1. Definitions and Setup
Let's start by defining our terms:
- y: observed values
- ŷ: predicted values
- ȳ: mean of observed values
- n: number of observations
Coefficient of Determination (R²)
\[
R^2 = 1 - \frac{SS_{res}}{SS_{tot}} = \frac{SS_{reg}}{SS_{tot}}
\]
Where:
- SS_res: Sum of squared residuals = Σ(y - ŷ)²
- SS_tot: Total sum of squares = Σ(y - ȳ)²
- SS_reg: Regression sum of squares = Σ(ŷ - ȳ)²
Correlation Coefficient (r)
\[
r = \frac{\sum (y_i - \bar{y})(\hat{y}_i - \bar{\hat{y}})}{\sqrt{\sum (y_i - \bar{y})^2 \sum (\hat{y}_i - \bar{\hat{y}})^2}}
\]
3. Proof
Step 1: Expand SS_tot
\[
\begin{aligned}
SS_{tot} &= \sum (y_i - \bar{y})^2 \\
&= \sum [(y_i - \hat{y}_i) + (\hat{y}_i - \bar{y})]^2 \\
&= \sum (y_i - \hat{y}_i)^2 + \sum (\hat{y}_i - \bar{y})^2 + 2\sum (y_i - \hat{y}_i)(\hat{y}_i - \bar{y}) \\
&= SS_{res} + SS_{reg} + 0 \quad \text{(due to orthogonality)}
\end{aligned}
\]
Step 2: Express R² in terms of SS_reg and SS_tot
\[
R^2 = \frac{SS_{reg}}{SS_{tot}} = \frac{\sum (\hat{y}_i - \bar{y})^2}{\sum (y_i - \bar{y})^2}
\]
Step 3: Expand the numerator of the correlation coefficient
\[
\begin{aligned}
\sum (y_i - \bar{y})(\hat{y}_i - \bar{y}) &= \sum (y_i\hat{y}_i - y_i\bar{y} - \bar{y}\hat{y}_i + \bar{y}^2) \\
&= \sum y_i\hat{y}_i - n\bar{y}^2 - n\bar{y}^2 + n\bar{y}^2 \\
&= \sum y_i\hat{y}_i - n\bar{y}^2 \\
&= \sum \hat{y}_i^2 - n\bar{y}^2 \quad \text{(since } \sum y_i\hat{y}_i = \sum \hat{y}_i^2 \text{ in simple linear regression)} \\
&= \sum (\hat{y}_i - \bar{y})^2
\end{aligned}
\]
Step 4: Write out the squared correlation coefficient
\[
\begin{aligned}
r^2 &= \frac{[\sum (y_i - \bar{y})(\hat{y}_i - \bar{y})]^2}{\sum (y_i - \bar{y})^2 \sum (\hat{y}_i - \bar{y})^2} \\
&= \frac{[\sum (\hat{y}_i - \bar{y})^2]^2}{\sum (y_i - \bar{y})^2 \sum (\hat{y}_i - \bar{y})^2} \\
&= \frac{\sum (\hat{y}_i - \bar{y})^2}{\sum (y_i - \bar{y})^2} \\
&= R^2
\end{aligned}
\]
4. Conclusion
We have shown that in simple linear regression, the coefficient of determination (R²) is indeed equal to the square of the correlation coefficient between the observed and predicted values.

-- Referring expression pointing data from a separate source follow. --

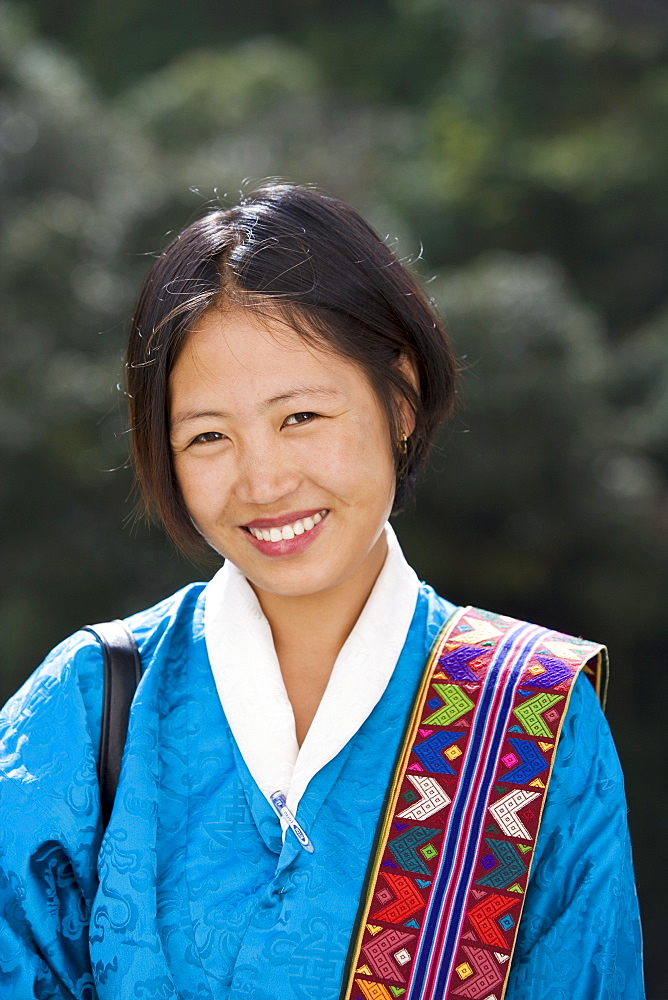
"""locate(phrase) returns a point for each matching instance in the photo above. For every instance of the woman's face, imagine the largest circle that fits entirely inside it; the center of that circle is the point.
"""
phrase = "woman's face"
(282, 454)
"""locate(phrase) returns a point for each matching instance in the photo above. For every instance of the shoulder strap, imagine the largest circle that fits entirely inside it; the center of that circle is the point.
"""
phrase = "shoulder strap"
(122, 673)
(444, 891)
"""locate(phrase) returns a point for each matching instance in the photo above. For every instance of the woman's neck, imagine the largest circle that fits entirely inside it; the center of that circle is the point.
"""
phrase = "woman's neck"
(310, 630)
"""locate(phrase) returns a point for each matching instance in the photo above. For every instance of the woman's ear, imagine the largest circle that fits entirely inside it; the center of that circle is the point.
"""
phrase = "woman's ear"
(407, 369)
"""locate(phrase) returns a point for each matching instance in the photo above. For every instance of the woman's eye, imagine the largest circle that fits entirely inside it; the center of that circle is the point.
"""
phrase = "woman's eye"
(207, 436)
(299, 418)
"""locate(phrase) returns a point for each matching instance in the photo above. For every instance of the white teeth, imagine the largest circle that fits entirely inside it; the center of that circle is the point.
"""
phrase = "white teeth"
(288, 531)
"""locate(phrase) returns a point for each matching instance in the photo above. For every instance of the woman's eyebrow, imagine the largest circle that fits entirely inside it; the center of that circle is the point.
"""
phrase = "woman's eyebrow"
(303, 390)
(300, 391)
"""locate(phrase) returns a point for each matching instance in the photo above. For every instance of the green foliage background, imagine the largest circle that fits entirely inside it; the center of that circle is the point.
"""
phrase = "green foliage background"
(516, 152)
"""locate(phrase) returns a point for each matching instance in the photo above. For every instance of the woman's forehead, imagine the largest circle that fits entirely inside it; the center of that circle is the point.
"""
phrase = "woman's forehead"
(251, 358)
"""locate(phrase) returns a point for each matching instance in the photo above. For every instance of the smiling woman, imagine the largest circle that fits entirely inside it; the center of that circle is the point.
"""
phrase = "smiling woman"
(336, 783)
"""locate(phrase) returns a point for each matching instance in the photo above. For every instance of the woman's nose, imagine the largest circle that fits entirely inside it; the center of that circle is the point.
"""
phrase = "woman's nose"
(266, 473)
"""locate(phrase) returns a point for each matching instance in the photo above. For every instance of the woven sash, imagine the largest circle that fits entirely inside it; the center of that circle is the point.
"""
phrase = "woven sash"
(445, 888)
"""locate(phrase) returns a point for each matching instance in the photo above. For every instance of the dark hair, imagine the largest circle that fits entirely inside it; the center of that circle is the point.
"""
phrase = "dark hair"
(315, 260)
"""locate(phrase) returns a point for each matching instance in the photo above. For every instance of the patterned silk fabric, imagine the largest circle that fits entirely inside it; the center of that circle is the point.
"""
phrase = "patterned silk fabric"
(192, 892)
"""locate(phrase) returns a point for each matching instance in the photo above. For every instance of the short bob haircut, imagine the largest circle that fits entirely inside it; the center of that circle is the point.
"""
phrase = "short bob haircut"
(318, 266)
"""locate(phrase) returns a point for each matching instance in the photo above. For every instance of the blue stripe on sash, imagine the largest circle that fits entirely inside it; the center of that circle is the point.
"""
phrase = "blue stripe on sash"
(430, 928)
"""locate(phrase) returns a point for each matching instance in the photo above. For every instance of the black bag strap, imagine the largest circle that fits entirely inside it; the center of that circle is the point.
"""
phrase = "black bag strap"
(122, 673)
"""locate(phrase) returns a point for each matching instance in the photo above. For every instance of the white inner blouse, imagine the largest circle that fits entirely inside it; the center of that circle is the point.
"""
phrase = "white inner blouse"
(250, 686)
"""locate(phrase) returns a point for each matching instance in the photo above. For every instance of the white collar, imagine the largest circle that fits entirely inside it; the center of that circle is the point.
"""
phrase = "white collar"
(250, 685)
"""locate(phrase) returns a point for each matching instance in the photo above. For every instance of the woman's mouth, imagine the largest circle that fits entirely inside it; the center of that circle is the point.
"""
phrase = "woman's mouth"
(288, 538)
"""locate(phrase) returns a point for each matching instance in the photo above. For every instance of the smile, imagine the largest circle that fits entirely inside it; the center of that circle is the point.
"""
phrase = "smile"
(286, 532)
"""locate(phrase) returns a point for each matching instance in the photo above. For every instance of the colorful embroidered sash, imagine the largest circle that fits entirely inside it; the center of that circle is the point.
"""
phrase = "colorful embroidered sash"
(445, 889)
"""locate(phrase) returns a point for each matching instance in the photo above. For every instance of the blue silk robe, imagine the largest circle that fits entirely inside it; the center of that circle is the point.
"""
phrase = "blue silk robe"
(192, 892)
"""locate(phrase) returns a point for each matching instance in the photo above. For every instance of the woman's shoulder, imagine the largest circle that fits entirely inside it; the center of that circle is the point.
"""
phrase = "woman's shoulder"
(49, 730)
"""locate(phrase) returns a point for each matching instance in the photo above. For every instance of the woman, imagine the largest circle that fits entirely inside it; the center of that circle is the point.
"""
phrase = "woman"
(334, 780)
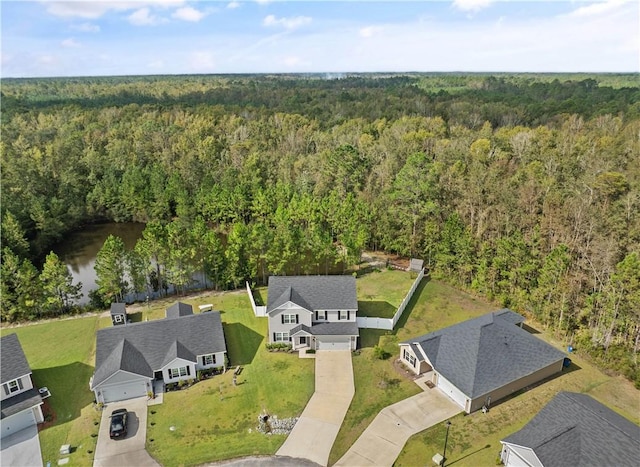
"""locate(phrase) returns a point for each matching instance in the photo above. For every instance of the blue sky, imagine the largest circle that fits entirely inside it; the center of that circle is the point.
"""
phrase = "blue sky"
(139, 37)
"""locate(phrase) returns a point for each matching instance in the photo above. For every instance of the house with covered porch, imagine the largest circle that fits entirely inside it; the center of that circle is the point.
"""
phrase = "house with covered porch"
(315, 312)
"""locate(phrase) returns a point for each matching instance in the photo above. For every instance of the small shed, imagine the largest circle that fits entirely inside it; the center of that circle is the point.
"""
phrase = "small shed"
(118, 314)
(415, 265)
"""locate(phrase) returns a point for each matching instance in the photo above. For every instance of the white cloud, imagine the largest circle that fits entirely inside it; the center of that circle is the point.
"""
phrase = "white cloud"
(369, 31)
(201, 62)
(144, 17)
(188, 14)
(95, 9)
(290, 23)
(471, 5)
(86, 27)
(600, 8)
(70, 42)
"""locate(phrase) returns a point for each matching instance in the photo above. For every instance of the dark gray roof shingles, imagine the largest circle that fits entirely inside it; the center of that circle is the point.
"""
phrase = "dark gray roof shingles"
(22, 401)
(575, 429)
(313, 292)
(13, 362)
(118, 309)
(198, 334)
(483, 354)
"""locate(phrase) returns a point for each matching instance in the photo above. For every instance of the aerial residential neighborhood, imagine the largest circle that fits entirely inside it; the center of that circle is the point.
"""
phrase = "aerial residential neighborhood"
(273, 233)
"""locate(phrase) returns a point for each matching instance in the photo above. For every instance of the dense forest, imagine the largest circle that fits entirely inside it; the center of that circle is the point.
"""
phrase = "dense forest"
(522, 188)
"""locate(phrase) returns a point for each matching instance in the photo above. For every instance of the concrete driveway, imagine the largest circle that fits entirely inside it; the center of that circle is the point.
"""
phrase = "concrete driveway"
(21, 449)
(381, 443)
(129, 451)
(316, 430)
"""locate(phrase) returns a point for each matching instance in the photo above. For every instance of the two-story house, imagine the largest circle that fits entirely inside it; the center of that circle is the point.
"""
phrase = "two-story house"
(20, 402)
(318, 312)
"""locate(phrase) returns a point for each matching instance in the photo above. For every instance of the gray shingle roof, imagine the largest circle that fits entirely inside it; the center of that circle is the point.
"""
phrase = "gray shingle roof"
(313, 292)
(143, 348)
(483, 354)
(13, 363)
(576, 430)
(18, 403)
(118, 309)
(178, 309)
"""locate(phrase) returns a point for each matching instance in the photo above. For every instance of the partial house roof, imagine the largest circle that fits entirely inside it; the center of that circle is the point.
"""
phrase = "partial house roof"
(118, 309)
(344, 328)
(575, 429)
(313, 292)
(416, 264)
(21, 401)
(142, 348)
(178, 309)
(13, 362)
(483, 354)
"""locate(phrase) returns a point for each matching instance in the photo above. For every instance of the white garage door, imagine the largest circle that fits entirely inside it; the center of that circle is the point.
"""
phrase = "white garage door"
(17, 422)
(451, 391)
(124, 391)
(333, 346)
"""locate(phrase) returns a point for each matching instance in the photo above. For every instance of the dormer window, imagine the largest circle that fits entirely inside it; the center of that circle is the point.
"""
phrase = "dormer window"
(12, 386)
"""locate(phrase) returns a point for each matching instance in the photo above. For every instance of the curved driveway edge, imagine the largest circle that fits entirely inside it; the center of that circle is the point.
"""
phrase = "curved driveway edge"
(381, 443)
(129, 451)
(317, 428)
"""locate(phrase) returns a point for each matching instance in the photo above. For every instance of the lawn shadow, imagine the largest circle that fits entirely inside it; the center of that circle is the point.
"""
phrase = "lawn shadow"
(469, 455)
(375, 309)
(242, 343)
(412, 303)
(69, 388)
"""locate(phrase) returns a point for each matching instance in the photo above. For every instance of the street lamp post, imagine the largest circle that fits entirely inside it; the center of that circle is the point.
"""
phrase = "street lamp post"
(446, 438)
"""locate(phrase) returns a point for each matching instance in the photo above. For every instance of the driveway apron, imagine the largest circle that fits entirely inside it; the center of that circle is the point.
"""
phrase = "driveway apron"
(129, 451)
(317, 428)
(381, 443)
(21, 449)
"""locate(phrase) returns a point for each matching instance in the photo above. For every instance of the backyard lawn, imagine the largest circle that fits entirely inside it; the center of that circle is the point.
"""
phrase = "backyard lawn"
(215, 420)
(61, 355)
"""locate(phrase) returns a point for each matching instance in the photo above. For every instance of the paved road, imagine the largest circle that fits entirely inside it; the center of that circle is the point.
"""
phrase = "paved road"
(21, 449)
(317, 428)
(381, 443)
(129, 451)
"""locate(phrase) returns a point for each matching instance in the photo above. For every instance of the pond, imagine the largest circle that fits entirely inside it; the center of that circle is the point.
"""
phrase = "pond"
(80, 248)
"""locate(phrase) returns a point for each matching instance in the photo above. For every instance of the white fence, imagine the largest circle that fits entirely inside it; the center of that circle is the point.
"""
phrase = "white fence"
(390, 323)
(260, 311)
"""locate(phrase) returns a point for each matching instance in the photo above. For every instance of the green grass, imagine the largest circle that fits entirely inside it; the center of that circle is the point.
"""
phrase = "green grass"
(61, 355)
(433, 306)
(215, 420)
(381, 292)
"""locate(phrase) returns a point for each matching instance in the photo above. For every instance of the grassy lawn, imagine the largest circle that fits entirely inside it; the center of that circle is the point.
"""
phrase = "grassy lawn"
(433, 306)
(61, 355)
(215, 420)
(381, 292)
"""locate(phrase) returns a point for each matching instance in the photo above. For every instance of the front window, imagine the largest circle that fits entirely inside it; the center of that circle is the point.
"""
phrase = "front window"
(281, 336)
(409, 358)
(177, 372)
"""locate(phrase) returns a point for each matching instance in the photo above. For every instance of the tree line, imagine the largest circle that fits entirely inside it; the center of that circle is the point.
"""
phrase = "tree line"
(524, 190)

This relationship highlights the dual interpretation of R² in simple linear regression:
- As the proportion of variance in the dependent variable that is predictable from the independent variable.
- As the square of the correlation between observed and predicted values.
It's important to note that this equality holds specifically for simple linear regression. In multiple regression, R² retains its interpretation as the proportion of variance explained, but it is not necessarily equal to the square of any single correlation coefficient.